Она поднялась с кресла, жмуря глаза, потягиваясь и изгибаясь всем телом с грацией кошки, нежащейся под лучами солнца, взглянула на меня и весело заметила:
— Какой еще вы юный мальчик! Вам сколько лет?
— Двадцать три! — серьезно проговорил я.
— Двадцать три! как много! — пошутила она над моим серьезным ответом.
Она тихо усмехнулась и вышла с балкона, забыв на столе цветок, который держала в руках.

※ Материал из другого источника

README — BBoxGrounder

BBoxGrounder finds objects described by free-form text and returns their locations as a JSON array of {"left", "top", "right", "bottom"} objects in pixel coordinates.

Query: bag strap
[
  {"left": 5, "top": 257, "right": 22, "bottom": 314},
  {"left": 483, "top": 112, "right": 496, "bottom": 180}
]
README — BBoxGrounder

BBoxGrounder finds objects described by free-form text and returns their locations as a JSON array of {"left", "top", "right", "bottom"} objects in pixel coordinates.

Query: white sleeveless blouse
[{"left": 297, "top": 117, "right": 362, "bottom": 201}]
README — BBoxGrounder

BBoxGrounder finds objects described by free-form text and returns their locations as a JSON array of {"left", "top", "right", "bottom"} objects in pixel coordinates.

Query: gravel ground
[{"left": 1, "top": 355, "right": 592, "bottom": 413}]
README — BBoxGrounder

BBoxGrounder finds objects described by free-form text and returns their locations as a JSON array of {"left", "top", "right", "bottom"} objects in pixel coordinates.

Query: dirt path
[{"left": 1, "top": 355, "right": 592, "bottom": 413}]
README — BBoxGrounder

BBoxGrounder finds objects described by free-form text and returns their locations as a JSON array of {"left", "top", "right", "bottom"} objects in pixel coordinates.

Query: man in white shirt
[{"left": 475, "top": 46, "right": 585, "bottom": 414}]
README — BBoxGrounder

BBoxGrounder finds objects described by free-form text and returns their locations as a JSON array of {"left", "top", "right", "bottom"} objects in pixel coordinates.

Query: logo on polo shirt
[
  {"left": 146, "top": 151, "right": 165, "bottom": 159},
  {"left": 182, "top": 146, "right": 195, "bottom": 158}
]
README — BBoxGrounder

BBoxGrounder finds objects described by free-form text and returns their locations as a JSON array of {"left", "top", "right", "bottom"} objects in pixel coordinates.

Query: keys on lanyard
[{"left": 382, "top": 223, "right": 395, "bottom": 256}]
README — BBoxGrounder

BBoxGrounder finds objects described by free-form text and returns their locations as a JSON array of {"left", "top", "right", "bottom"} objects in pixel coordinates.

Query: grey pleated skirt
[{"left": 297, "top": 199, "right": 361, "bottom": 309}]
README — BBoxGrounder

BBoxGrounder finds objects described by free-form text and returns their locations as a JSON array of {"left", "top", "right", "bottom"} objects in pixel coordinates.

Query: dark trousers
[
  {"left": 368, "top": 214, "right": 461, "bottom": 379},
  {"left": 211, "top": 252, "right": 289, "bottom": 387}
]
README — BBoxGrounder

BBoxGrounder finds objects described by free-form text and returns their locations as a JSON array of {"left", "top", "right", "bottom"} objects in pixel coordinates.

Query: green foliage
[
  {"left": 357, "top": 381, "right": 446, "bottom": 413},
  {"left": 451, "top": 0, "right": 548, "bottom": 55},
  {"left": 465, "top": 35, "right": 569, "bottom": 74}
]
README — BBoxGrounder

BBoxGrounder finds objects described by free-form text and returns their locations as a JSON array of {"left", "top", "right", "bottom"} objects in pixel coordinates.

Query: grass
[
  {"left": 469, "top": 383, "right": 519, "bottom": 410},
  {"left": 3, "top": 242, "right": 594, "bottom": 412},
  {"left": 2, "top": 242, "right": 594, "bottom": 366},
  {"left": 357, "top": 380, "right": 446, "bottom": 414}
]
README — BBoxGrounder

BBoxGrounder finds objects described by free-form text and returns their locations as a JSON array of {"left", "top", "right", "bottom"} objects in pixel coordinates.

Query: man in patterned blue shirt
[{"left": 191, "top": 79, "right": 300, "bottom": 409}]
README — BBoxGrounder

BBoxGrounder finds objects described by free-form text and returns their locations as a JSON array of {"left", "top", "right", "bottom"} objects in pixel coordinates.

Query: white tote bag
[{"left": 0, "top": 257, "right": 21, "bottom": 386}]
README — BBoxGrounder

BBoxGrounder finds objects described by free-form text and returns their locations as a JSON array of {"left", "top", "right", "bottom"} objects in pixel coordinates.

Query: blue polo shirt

Не прошло и минуты, как она вернулась. Я быстро отдернул розу от своих губ и казался смущенным. Она взглянула, усмехнулась и не сказала ни слова. Я сидел, опустив голову, точно виноватый. Меня забавляла игра с этой кокеткой — забавляла и наполняла сердце каким-то злорадством. Мне нравилось, что она верит; мне приятно было, что эта светская, блестящая барыня, сперва третировавшая меня, как лакея, теперь держит себя на равной ноге и даже намекает о своей неудавшейся жизни с мужем. Конечно, она бесилась, что называется, с жиру, вообразила о своем несчастии от скуки. Сытая, богатая, окруженная общим поклонением, не знавшая, куда девать время, — мало ли каких глупостей не лезло ей в голову? А тут, под боком, молодой, свежий и, по совести сказать, далеко не уродливый малый, с пробивающимся пушком на румяных щеках, не смеющий поднять глаз на блестящую барыню и втайне по ней страдающий. Положение интересное для такой милой бездельницы, как она! Можно поиграть, позабавиться, пощекотать нервы двадцатитрехлетнего «мальчика» крепким пожатием, нежным взглядом, тонким, опьяняющим ароматом, которым, казалось, было пропитано все ее существо; пожалуй, пощекотать и свои нервы и потом забыть, как прошлогодний снег, несчастного учителя и с веселой усмешкой рассказывать какой-нибудь подобной же бездельнице, как смешон был этот медвежонок, осмеливавшийся робко вздыхать и вздрагивать в присутствии красавицы. Если я поступал неискренно, то у меня по крайней мере было оправдание. Я хотел ей понравиться, чтобы через мужа добиться положения, а она… Что оправдывало эту барыню, опытную светскую женщину двадцати шести-семи лет? Что заставляло ее как бы нечаянно спускать косынку с плеч и повертывать голыми плечами перед «скромным мальчиком», заставляя его вздрагивать не на шутку?
А с каким презрением эта же самая женщина говорила иногда о безнравственности прислуги; как жестока она была в своих приговорах, когда вопрос касался какой-нибудь девушки, оставившей родительский дом! Тогда глаза ее сверкали злостью, и она говорила о «нравственном падении» с патетической восторженностью, отыскивая во всем грязную сторону и относясь к «непорядочным» людям с нескрываемым презрением, хотя и была деятельным членом какого-то благотворительного общества.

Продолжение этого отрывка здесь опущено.